After the read we need some shenigagins to get the column names meaningful.
heartattack = pd.read_csv('heart.data.csv')
data = heartattack.rename(columns={"biking":"Bike","smoking":"Smoke","heart.disease":"Disease"})
data.head(3)
Now build a linear model
# Initialise and fit linear regression model using `statsmodels`
model = smf.ols('Disease ~ Bike + Smoke', data=data)
model = model.fit()
#print(model.summary())
# dir(model) # activate to find attributes
intercept = model.params[0]
slope = model.params[1]
Rsquare = model.rsquared
RMSE = math.sqrt(model.mse_total)
To find the various values a visit to Here is useful! Below we will construct a title line that contains the equation, RMSE, and R-square using type casting and concatenation, then pass it to the plot.
# Predict values
heartfail = model.predict()
titleline = 'Disease Index versus Lifestyle Variables \n' + 'R squared = ' + str(round(Rsquare,3)) + ' \n RMSE = ' + str(round(RMSE,2))
# Plot regression against actual data - What do we see?

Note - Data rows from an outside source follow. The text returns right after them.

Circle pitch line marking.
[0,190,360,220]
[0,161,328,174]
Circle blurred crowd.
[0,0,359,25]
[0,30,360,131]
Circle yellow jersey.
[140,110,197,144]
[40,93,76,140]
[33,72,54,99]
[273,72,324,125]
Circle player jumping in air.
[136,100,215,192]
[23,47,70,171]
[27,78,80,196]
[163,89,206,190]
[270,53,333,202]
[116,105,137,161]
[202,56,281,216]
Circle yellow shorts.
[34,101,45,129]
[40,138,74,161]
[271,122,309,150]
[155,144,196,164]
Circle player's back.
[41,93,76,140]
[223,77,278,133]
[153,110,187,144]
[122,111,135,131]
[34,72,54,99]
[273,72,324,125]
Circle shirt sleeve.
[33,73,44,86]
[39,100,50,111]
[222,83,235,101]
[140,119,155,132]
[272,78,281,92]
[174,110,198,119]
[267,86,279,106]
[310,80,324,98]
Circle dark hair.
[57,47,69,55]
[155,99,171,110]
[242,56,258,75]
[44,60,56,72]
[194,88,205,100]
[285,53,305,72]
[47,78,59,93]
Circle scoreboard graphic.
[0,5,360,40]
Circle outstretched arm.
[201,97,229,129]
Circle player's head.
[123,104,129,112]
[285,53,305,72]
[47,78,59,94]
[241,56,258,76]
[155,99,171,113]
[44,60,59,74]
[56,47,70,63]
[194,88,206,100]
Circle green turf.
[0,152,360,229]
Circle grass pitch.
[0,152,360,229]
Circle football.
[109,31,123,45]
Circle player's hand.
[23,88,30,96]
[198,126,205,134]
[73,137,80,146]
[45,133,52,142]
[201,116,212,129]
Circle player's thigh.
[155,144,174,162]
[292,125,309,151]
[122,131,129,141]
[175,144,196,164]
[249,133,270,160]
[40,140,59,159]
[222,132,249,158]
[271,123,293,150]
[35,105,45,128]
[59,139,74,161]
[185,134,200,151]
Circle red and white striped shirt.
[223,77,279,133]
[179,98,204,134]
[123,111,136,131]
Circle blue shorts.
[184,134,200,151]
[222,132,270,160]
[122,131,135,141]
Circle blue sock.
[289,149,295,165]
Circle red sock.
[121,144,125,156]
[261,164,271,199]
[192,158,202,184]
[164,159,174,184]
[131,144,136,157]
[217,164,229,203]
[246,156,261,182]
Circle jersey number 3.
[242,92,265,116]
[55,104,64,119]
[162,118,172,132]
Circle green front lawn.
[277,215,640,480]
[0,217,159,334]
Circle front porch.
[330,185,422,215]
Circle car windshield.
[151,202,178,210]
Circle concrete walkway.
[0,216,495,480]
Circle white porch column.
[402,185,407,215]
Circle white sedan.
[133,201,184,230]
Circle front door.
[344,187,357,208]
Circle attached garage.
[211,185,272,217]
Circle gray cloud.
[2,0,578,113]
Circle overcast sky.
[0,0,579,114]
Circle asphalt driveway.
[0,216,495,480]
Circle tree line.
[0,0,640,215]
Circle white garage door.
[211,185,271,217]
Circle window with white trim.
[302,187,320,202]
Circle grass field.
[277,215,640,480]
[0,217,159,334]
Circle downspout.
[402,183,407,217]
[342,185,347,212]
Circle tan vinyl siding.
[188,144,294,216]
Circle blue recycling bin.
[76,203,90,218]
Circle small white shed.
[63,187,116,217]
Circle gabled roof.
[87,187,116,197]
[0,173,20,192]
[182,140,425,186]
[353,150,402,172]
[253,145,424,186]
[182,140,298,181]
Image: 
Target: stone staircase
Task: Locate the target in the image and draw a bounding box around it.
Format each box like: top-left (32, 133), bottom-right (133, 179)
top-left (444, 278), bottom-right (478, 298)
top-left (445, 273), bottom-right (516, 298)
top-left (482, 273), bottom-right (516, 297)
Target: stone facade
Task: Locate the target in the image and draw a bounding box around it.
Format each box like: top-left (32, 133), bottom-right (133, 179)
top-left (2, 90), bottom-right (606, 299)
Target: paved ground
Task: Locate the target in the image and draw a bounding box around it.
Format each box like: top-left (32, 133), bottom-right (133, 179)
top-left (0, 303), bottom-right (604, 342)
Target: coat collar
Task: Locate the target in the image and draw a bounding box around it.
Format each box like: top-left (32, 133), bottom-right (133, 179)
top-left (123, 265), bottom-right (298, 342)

plt.figure(figsize=(12, 6))
plt.plot(data['Bike'], data['Disease'], 'o') # scatter plot showing actual data
plt.plot(data['Bike'], heartfail, marker = 's' ,color ='r', linewidth=0) # regression line
plt.xlabel('Biking (miles/week)')
plt.ylabel('Disease Index (Admissions/100,000 as per MMWR)')

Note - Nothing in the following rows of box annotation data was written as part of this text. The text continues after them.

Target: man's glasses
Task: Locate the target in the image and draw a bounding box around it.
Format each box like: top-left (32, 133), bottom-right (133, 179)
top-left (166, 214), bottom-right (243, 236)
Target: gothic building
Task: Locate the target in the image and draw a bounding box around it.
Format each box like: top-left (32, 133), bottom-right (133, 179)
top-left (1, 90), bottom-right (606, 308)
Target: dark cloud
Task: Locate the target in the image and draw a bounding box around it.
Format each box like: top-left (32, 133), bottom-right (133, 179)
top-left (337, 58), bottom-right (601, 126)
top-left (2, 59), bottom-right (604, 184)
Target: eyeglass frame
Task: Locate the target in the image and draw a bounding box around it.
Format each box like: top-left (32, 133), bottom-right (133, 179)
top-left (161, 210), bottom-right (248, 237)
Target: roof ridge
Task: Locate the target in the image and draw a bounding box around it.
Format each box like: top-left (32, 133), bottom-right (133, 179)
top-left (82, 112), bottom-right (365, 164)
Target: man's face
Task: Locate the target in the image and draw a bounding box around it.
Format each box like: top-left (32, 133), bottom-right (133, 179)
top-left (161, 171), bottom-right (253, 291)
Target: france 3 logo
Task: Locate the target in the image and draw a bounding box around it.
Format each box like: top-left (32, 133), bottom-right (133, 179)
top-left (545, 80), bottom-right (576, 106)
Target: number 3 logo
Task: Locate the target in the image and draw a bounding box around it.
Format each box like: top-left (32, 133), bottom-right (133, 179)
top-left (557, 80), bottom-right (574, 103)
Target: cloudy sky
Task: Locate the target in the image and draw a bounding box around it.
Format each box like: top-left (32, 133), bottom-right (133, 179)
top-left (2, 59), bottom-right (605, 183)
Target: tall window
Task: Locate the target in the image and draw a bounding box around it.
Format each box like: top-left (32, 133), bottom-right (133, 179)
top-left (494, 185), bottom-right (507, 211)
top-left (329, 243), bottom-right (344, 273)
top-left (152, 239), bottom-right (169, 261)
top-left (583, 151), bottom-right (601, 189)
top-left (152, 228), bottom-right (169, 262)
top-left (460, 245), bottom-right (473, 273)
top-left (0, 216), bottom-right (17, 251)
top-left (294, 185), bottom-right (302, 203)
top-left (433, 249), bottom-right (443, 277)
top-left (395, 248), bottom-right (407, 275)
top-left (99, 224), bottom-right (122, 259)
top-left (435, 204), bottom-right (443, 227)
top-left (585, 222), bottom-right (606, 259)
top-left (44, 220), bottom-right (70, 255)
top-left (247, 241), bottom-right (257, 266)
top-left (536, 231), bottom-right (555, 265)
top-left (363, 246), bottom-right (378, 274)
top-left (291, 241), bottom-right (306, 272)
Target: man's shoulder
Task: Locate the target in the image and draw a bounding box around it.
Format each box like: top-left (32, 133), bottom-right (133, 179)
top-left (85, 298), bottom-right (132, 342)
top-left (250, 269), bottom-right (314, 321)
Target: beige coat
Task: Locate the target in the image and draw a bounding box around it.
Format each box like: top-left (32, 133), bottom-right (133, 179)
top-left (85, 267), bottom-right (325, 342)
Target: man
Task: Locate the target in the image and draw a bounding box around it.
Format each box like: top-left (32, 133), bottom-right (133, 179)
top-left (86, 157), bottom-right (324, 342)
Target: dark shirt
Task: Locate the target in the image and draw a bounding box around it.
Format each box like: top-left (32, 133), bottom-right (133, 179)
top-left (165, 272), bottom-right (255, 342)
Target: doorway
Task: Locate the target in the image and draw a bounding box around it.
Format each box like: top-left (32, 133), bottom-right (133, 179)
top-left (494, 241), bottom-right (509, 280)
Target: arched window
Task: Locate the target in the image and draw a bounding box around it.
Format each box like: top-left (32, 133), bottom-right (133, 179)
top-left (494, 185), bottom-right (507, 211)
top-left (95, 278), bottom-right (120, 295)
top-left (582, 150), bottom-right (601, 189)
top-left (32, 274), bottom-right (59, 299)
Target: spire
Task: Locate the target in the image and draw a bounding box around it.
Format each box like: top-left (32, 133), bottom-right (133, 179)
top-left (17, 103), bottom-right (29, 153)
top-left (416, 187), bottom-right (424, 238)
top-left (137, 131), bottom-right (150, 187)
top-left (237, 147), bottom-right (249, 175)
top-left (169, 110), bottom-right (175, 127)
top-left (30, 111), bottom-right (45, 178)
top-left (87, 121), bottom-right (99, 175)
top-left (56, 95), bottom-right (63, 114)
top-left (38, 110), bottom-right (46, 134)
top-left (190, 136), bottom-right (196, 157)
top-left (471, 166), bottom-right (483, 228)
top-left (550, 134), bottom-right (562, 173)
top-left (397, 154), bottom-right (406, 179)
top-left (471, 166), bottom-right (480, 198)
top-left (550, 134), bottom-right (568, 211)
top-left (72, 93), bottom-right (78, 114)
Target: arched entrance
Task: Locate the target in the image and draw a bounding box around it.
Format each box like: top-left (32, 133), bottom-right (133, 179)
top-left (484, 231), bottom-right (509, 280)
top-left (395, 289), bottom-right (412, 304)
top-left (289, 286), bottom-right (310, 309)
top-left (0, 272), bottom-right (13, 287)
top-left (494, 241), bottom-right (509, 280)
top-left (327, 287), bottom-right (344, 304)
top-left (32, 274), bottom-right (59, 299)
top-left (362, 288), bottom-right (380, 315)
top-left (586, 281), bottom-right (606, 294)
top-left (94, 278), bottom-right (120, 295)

plt.legend(['Observations','Model Prediction'])
plt.title(titleline)
plt.show()
titleline = 'Disease Index versus Lifestyle Variables \n' + 'R squared = ' + str(round(Rsquare,3)) + ' \n RMSE = ' + str(round(RMSE,2))
# Plot regression against actual data - What do we see?

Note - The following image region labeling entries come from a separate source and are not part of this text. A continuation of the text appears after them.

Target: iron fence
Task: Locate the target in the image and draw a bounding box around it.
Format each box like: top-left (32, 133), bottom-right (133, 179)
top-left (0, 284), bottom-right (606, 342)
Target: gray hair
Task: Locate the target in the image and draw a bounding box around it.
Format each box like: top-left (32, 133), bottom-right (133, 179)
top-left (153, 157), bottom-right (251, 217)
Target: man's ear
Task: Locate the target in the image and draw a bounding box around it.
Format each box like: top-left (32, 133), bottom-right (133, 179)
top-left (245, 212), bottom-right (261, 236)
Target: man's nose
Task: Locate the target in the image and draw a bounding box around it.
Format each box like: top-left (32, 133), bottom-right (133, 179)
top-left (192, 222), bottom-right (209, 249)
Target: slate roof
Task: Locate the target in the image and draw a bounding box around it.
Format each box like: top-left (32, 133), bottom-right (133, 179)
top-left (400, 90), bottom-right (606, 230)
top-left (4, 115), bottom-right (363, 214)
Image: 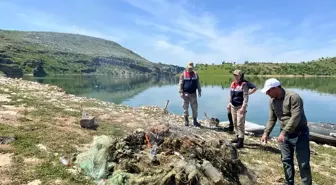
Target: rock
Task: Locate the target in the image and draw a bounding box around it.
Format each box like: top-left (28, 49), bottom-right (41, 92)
top-left (0, 64), bottom-right (23, 78)
top-left (0, 136), bottom-right (16, 145)
top-left (79, 117), bottom-right (98, 130)
top-left (148, 124), bottom-right (169, 136)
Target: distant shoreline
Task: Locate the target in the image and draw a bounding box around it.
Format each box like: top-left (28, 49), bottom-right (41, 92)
top-left (198, 73), bottom-right (336, 78)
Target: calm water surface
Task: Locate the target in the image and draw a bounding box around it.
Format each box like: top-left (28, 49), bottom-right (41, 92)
top-left (25, 76), bottom-right (336, 136)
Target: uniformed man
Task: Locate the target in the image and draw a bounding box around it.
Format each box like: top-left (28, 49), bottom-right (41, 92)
top-left (179, 62), bottom-right (202, 127)
top-left (261, 78), bottom-right (312, 185)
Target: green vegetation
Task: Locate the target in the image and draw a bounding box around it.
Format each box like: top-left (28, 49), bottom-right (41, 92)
top-left (0, 77), bottom-right (336, 185)
top-left (196, 57), bottom-right (336, 76)
top-left (0, 30), bottom-right (183, 77)
top-left (195, 64), bottom-right (232, 76)
top-left (23, 75), bottom-right (178, 104)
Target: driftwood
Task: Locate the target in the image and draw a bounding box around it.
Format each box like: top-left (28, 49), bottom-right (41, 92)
top-left (163, 100), bottom-right (169, 114)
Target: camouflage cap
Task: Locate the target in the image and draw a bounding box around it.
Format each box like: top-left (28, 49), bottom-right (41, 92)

plt.figure(figsize=(12, 6))
plt.plot(data['Smoke'], data['Disease'], 'o') # scatter plot showing actual data
plt.plot(data['Smoke'], heartfail, marker = 's' ,color ='r', linewidth=0) # regression line
plt.xlabel('Smoking (packs/week)')
plt.ylabel('Disease Index (Admissions/100,000 as per MMWR)')
plt.legend(['Observations','Model Prediction'])
plt.title(titleline)
plt.show()
Now lets learn about the actual model
print(model.summary())
Interpret the results.
Using the tools from Lab 28, produce labeled plots of prediction intervals for disease index using biking and smoking as predictor varuables (note the work is already done above, you just need to access the object and make and label the plots)
The data are not ordered, hence we choose to plot only markers even for the models, to get usual plots using lines, you need to sort the fitted results and plot those - its a bit of a hassle and left as a bonus problem.